Pledge Of Allegiance

I pledge allegiance to the flag of the United States of America, and to the republic for which it stands, one nation under God, indivisible, with liberty and justice for all


Thirty-one eloquent words which makes many feel a part of something bigger. Words that have inspired patriotism, honor, and a sense of tradition for many of us. The Pledge of Allegiance has been recited in schools since 1892. Congressional sessions are opened with the pledge and it has been recited at civil, military, club, and other public functions.

Today, there are hundreds of challenges to the Pledge of Allegiance, stemming from claims it violates the First Amendment due to the the phrase “under God” and freedom of speech since it is required by law in some schools.
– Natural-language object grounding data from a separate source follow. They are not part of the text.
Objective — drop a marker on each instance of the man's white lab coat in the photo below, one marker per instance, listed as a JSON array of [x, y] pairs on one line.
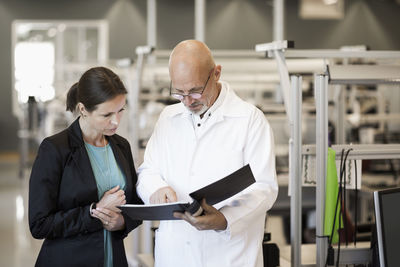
[[235, 134]]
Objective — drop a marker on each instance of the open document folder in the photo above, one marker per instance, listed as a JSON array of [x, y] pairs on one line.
[[213, 193]]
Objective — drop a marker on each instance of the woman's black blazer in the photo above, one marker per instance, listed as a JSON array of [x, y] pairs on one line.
[[61, 188]]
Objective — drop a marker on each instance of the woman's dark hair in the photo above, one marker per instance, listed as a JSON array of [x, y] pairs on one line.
[[97, 85]]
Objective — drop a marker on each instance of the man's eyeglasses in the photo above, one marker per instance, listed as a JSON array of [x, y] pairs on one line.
[[194, 95]]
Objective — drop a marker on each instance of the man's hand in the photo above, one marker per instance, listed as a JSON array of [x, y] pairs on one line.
[[212, 219], [163, 195]]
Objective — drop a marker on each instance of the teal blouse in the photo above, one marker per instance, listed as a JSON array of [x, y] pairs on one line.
[[108, 175]]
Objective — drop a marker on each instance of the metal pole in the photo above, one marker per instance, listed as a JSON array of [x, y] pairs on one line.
[[199, 20], [321, 86], [295, 171], [278, 17]]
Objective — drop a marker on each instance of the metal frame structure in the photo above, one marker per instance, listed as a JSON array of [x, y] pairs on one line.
[[277, 49]]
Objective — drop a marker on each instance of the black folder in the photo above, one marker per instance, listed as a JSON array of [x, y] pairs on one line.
[[213, 193]]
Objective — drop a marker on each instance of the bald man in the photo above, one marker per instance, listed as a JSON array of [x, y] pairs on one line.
[[208, 135]]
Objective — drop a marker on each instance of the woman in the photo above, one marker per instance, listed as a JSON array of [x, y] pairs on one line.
[[79, 177]]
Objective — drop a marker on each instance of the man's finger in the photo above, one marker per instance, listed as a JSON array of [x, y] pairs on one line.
[[113, 190]]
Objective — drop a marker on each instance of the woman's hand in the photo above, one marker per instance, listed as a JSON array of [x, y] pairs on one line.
[[112, 221], [112, 198]]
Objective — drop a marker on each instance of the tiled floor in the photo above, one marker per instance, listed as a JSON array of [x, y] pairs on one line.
[[19, 249]]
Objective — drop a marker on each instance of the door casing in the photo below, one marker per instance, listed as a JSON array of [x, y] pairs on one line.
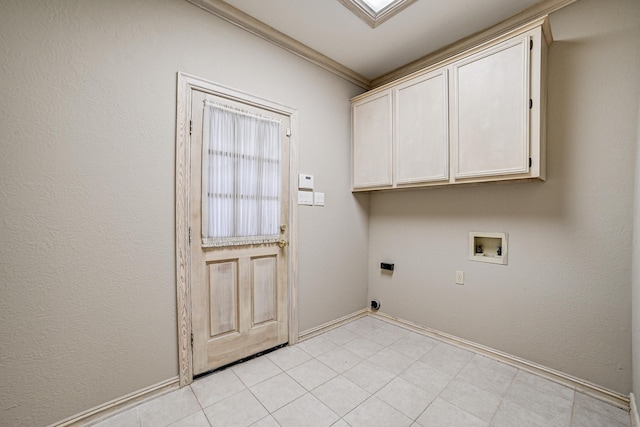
[[186, 84]]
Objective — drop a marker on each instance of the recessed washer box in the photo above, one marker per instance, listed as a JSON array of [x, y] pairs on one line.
[[488, 247]]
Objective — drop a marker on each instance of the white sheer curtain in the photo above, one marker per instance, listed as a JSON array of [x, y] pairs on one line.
[[240, 177]]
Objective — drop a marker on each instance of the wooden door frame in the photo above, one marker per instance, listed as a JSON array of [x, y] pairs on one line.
[[187, 83]]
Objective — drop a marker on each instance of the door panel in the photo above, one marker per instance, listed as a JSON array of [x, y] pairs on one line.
[[264, 289], [223, 302], [239, 293]]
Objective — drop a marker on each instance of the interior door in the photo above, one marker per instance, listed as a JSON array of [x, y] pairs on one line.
[[239, 282]]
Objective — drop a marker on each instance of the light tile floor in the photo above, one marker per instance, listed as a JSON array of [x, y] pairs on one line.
[[370, 373]]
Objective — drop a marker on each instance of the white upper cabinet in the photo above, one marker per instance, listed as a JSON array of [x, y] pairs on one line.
[[491, 111], [372, 145], [478, 116], [421, 132]]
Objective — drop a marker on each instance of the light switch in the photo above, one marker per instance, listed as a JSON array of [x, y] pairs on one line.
[[305, 198], [305, 181]]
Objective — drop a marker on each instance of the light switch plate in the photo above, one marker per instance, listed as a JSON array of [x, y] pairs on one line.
[[305, 181], [305, 198]]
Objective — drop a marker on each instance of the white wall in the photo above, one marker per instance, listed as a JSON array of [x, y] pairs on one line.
[[87, 183], [564, 299], [635, 284]]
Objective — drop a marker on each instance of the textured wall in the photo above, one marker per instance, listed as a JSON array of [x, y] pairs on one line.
[[635, 300], [87, 160], [564, 298]]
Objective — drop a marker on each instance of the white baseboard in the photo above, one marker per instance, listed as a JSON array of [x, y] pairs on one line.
[[118, 405], [635, 419], [123, 403], [585, 387]]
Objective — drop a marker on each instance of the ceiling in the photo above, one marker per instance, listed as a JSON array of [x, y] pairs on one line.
[[425, 26]]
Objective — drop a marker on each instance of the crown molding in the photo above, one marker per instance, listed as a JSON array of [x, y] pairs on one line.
[[246, 22], [536, 11]]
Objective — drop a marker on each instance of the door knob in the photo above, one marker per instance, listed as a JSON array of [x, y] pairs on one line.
[[283, 243]]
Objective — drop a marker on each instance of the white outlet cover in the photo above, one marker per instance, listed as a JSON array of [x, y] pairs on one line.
[[305, 198]]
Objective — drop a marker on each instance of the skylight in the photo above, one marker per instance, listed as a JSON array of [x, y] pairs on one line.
[[375, 12], [378, 5]]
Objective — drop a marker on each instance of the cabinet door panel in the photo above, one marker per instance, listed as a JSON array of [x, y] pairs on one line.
[[372, 142], [421, 129], [491, 111]]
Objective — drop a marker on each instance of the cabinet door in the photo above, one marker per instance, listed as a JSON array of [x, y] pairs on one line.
[[372, 141], [421, 129], [491, 111]]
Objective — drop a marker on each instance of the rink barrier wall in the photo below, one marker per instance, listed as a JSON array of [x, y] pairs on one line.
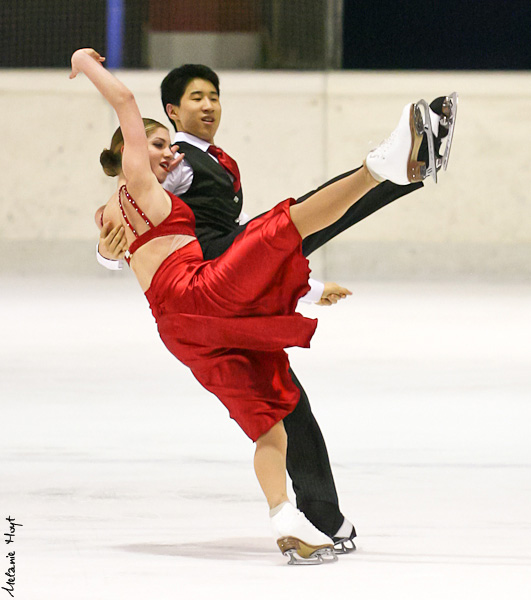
[[289, 131]]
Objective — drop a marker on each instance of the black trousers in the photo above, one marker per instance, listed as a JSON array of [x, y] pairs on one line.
[[308, 463]]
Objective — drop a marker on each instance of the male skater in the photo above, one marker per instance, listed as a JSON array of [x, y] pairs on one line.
[[208, 180]]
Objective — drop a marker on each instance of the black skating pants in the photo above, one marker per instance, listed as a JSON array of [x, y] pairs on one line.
[[307, 457]]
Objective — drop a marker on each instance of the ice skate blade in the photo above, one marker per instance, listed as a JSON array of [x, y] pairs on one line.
[[301, 553], [431, 167], [450, 113], [344, 546]]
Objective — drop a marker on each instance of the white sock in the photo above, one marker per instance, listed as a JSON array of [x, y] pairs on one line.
[[345, 530], [434, 118], [277, 509]]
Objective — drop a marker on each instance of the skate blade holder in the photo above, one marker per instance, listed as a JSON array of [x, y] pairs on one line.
[[448, 120], [300, 553], [344, 546], [423, 125]]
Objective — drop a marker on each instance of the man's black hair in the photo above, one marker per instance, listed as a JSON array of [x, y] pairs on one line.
[[174, 84]]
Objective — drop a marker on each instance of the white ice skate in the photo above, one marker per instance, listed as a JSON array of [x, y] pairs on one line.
[[396, 158], [344, 538], [299, 539]]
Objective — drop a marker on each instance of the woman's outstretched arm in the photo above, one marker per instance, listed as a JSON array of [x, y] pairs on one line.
[[135, 160]]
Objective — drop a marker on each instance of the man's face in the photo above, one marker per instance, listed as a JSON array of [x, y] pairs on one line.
[[200, 111]]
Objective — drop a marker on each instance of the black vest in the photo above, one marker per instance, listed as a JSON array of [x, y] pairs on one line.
[[211, 196]]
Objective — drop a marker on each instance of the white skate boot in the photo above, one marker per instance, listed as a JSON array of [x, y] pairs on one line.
[[396, 158], [299, 539]]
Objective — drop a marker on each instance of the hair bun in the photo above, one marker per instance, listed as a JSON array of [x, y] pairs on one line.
[[110, 163]]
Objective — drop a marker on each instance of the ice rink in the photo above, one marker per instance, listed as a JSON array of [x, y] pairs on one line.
[[129, 481]]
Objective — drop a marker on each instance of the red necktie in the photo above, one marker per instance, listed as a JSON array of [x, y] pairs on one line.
[[228, 163]]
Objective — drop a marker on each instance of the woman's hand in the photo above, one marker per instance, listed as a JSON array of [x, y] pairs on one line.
[[332, 294], [113, 243], [79, 53]]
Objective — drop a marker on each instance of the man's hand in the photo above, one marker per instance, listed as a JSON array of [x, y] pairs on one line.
[[113, 242], [332, 293]]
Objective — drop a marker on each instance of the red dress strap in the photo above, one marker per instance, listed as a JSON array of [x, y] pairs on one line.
[[127, 221], [135, 206]]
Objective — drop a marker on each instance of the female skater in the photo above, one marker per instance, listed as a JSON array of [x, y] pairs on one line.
[[229, 319]]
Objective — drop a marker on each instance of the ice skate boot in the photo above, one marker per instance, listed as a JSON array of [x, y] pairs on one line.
[[396, 158], [344, 538], [298, 539]]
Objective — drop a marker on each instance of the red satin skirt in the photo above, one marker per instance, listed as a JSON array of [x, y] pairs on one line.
[[229, 319]]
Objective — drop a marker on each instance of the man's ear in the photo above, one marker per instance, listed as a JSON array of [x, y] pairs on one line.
[[172, 111]]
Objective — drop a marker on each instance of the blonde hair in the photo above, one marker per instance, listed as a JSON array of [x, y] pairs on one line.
[[111, 158]]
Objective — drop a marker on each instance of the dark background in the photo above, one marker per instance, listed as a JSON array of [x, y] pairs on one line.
[[391, 34], [465, 34]]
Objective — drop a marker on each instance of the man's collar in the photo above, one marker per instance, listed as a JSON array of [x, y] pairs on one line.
[[182, 136]]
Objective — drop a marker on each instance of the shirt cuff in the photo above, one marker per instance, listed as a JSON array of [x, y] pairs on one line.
[[315, 293], [112, 265]]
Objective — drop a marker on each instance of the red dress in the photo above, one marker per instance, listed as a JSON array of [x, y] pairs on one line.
[[229, 319]]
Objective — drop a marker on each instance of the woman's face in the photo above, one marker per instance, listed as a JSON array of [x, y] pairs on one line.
[[160, 155]]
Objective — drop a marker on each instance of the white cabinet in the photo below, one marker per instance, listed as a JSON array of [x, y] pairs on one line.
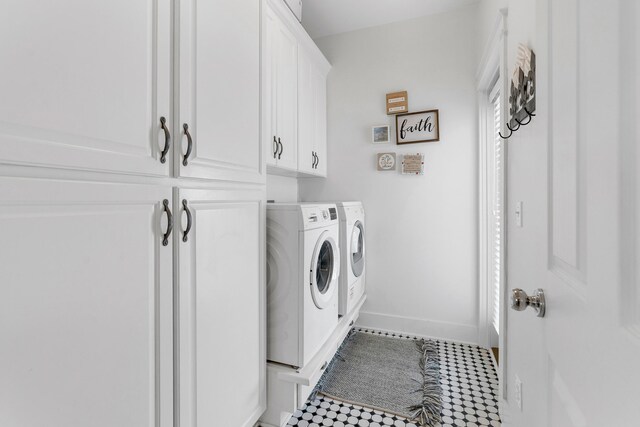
[[294, 88], [218, 106], [221, 317], [89, 299], [86, 310], [281, 63], [90, 88], [84, 85], [312, 116]]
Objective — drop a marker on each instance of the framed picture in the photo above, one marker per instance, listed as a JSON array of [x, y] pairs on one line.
[[422, 126], [397, 102], [386, 161], [413, 164], [380, 134]]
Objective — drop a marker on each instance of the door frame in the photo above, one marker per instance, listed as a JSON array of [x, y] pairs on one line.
[[493, 63]]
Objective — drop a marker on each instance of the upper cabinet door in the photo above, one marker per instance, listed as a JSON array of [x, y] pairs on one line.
[[306, 111], [269, 87], [319, 80], [84, 84], [312, 117], [286, 56], [218, 106], [86, 314], [221, 313]]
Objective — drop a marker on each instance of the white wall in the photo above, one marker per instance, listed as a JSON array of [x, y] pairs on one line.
[[282, 189], [422, 268]]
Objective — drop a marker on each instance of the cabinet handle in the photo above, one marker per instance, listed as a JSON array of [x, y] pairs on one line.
[[189, 219], [167, 140], [185, 161], [165, 238]]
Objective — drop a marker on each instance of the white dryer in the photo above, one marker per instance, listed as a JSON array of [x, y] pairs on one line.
[[352, 246], [303, 266]]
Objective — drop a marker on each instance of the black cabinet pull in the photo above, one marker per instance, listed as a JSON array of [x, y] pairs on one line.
[[185, 161], [165, 238], [167, 140], [185, 236]]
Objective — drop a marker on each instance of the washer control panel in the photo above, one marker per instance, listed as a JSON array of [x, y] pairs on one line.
[[316, 215]]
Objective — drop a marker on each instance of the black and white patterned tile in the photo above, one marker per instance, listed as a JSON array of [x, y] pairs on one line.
[[469, 394]]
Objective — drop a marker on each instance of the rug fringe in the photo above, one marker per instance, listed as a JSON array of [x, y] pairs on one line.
[[428, 413], [338, 356]]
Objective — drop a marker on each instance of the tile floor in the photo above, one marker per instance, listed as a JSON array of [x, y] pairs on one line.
[[469, 394]]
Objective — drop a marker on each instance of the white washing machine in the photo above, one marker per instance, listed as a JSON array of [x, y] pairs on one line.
[[352, 246], [303, 266]]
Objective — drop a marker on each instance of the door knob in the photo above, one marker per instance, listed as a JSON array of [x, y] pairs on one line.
[[520, 301]]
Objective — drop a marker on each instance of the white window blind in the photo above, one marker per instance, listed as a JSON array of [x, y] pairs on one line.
[[497, 189]]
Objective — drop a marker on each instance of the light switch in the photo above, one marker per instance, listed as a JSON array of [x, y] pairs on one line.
[[519, 214]]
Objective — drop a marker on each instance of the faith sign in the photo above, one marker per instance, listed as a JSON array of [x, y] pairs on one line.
[[422, 126]]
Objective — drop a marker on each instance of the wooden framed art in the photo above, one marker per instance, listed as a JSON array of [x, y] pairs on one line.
[[422, 126], [380, 134], [386, 161], [397, 102]]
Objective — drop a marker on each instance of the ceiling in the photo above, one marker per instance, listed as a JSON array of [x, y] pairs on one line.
[[326, 17]]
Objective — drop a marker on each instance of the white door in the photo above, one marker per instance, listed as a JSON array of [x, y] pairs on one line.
[[306, 114], [86, 308], [85, 84], [270, 89], [286, 105], [575, 168], [320, 117], [221, 310], [218, 110], [312, 120]]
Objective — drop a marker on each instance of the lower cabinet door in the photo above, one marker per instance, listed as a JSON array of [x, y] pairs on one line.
[[221, 310], [86, 305]]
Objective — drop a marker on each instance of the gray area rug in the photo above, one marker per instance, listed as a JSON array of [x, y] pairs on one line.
[[395, 375]]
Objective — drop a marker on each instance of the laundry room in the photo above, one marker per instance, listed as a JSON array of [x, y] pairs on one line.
[[420, 230], [319, 213]]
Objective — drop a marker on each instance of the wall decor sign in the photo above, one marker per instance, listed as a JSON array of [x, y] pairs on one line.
[[397, 102], [380, 134], [423, 126], [522, 94], [413, 164], [386, 161]]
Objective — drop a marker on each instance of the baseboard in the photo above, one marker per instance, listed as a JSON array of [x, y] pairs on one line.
[[467, 334]]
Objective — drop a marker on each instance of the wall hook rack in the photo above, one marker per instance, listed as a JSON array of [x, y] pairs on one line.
[[519, 124], [522, 96]]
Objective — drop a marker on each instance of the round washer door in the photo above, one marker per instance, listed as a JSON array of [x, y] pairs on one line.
[[324, 270], [357, 249]]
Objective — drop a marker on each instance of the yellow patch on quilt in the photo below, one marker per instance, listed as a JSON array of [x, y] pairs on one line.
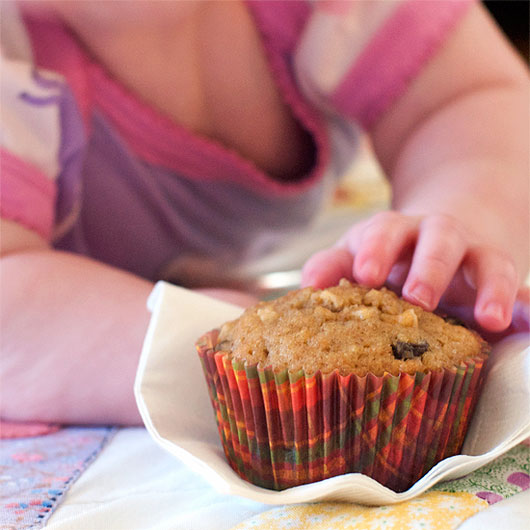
[[435, 510]]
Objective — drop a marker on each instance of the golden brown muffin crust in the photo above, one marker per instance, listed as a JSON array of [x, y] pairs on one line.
[[350, 328]]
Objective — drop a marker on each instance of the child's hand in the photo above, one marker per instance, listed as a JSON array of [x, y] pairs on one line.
[[432, 259]]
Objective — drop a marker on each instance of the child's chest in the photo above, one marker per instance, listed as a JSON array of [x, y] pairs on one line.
[[213, 77]]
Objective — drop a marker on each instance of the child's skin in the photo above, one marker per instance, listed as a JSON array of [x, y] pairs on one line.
[[455, 148]]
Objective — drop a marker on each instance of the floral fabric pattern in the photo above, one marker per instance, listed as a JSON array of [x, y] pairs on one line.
[[443, 507], [36, 473]]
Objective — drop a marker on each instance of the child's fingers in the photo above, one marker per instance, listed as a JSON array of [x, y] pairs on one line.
[[437, 256], [327, 267], [382, 242], [497, 281]]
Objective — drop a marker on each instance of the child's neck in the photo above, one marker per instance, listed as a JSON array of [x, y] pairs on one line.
[[206, 70]]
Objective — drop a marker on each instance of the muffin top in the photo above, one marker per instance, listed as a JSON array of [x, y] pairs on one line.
[[348, 327]]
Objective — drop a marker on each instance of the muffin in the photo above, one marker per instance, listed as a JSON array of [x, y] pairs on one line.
[[348, 379]]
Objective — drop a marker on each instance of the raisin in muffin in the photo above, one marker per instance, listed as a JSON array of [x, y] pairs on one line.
[[346, 379], [349, 328]]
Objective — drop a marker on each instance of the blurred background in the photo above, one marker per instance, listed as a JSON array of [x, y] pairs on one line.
[[513, 17], [362, 191]]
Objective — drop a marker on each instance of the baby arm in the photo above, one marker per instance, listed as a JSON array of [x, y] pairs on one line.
[[72, 331], [455, 147]]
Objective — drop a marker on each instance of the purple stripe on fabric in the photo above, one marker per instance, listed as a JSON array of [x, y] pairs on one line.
[[28, 195], [394, 56], [45, 82]]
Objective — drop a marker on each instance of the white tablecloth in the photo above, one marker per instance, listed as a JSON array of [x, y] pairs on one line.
[[135, 485]]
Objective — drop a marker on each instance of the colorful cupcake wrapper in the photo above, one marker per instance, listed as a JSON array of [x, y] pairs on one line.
[[280, 429]]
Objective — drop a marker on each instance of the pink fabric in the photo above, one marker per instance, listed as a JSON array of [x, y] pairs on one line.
[[56, 49], [9, 429], [394, 56], [158, 140], [28, 196]]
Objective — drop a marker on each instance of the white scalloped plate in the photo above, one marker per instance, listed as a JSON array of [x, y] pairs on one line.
[[173, 400]]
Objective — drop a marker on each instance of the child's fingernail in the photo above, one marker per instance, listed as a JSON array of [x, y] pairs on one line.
[[494, 310], [422, 294]]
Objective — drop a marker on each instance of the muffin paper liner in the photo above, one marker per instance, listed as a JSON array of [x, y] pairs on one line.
[[281, 429]]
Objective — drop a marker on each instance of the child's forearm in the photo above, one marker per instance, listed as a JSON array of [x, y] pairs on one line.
[[470, 160], [72, 331]]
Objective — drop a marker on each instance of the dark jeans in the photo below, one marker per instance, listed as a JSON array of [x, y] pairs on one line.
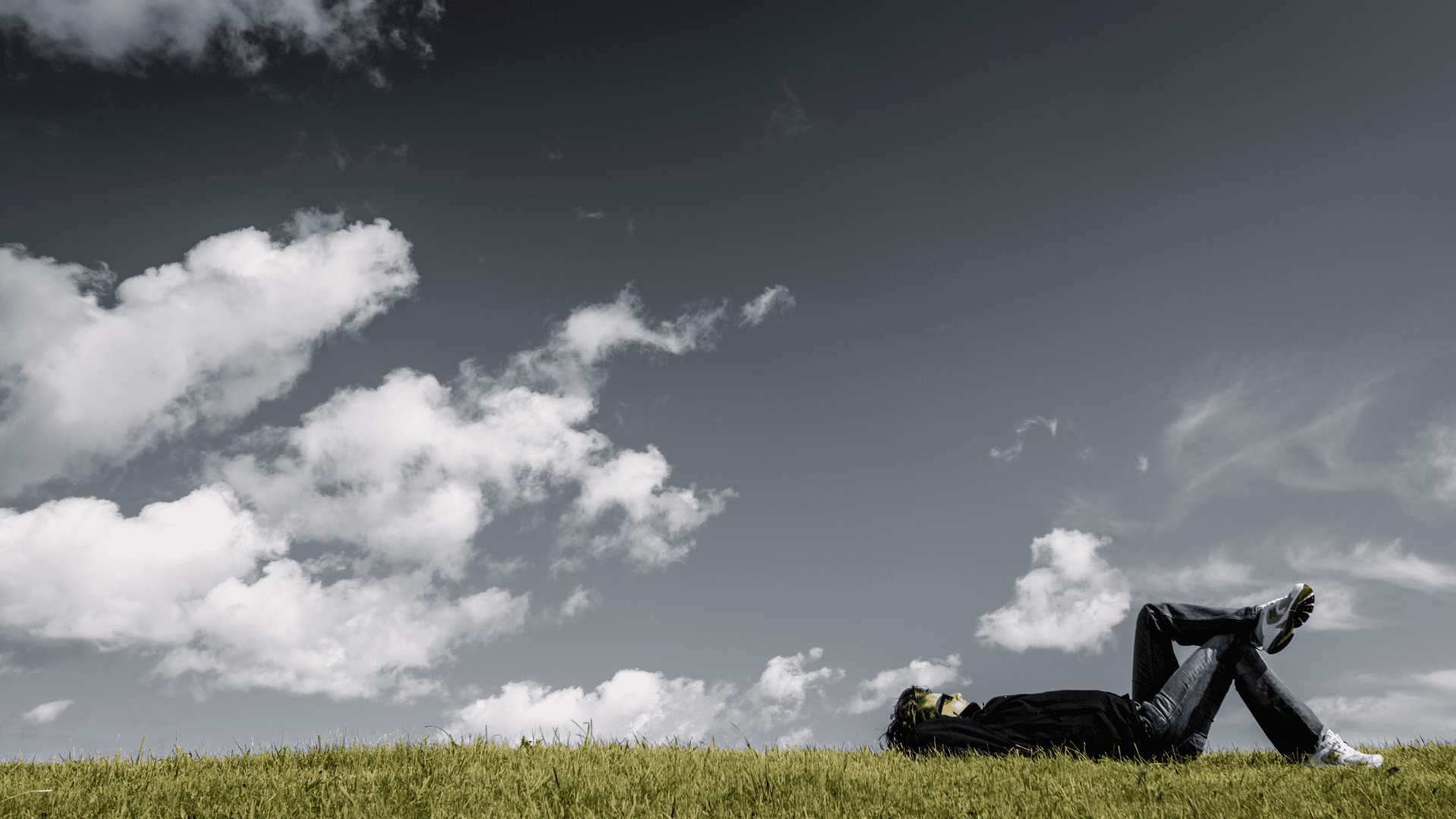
[[1178, 703]]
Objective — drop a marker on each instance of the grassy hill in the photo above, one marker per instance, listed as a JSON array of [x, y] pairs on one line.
[[485, 779]]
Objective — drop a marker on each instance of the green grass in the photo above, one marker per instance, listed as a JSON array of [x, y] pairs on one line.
[[663, 781]]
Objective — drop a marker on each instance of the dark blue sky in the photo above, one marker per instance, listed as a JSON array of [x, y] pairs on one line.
[[1212, 242]]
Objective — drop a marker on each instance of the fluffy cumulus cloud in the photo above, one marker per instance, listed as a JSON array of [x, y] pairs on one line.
[[634, 704], [775, 300], [383, 488], [1071, 599], [47, 711], [410, 471], [1417, 707], [196, 343], [108, 33], [783, 687], [184, 577], [880, 689], [638, 704]]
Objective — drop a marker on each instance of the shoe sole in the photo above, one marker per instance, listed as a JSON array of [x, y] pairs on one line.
[[1299, 613]]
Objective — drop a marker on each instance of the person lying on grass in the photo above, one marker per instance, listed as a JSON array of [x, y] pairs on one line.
[[1171, 708]]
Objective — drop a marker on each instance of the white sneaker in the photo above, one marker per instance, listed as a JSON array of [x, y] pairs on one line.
[[1334, 751], [1280, 618]]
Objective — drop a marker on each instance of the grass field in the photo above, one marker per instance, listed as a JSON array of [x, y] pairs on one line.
[[663, 781]]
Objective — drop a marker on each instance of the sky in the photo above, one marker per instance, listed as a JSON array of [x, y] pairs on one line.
[[394, 369]]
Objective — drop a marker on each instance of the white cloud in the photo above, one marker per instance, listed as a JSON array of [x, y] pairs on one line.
[[47, 711], [1008, 453], [789, 117], [1071, 602], [783, 686], [631, 704], [774, 300], [795, 738], [193, 343], [1213, 576], [648, 706], [1014, 450], [1440, 679], [1279, 426], [886, 686], [413, 469], [1430, 465], [1378, 561], [112, 33], [580, 601], [177, 577], [76, 569], [1398, 713], [392, 482], [356, 637]]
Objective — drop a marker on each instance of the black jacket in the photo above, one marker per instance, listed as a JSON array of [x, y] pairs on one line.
[[1094, 722]]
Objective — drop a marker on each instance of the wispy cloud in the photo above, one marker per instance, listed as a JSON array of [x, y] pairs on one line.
[[120, 34], [1277, 426], [638, 704], [880, 689], [392, 483], [1014, 450], [1069, 601], [789, 118], [772, 302], [1389, 563]]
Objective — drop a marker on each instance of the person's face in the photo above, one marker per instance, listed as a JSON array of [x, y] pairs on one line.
[[934, 706]]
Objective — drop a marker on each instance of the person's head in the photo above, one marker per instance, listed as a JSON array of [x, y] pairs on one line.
[[915, 706]]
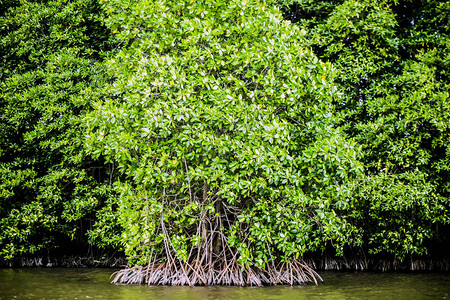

The phase “under God” was added in 1954, by the encouragement of President Eisenhower, in response to the Communist threat, believing that a true communist would dare not make such a pledge. In his attempt to root out the communist, President Eisenhower opened the door to these religious challenges.

What is more alarming are those who believe their right to free speech is being violated by requiring them to pledge thier allegiance to the Flag or the United States of American, the other 49 States, and our form of Government which unites us all. They fail to understand that we are ONE nation that should not be divided or alone and that we understand the rights to Liberty and Justice belongs to all of us.

Many still feel that sense of patriotism and honor to their Flag and Country when they recite the pledge. While some may protest and worry that they are being violated,  others will still stand tall, put their hand over their heart, and tear up when reciting the Pledge of Allegiance. Not only do they recite it for themselves, but for fellow soldiers, airmen, and sailors who gave their all defending it.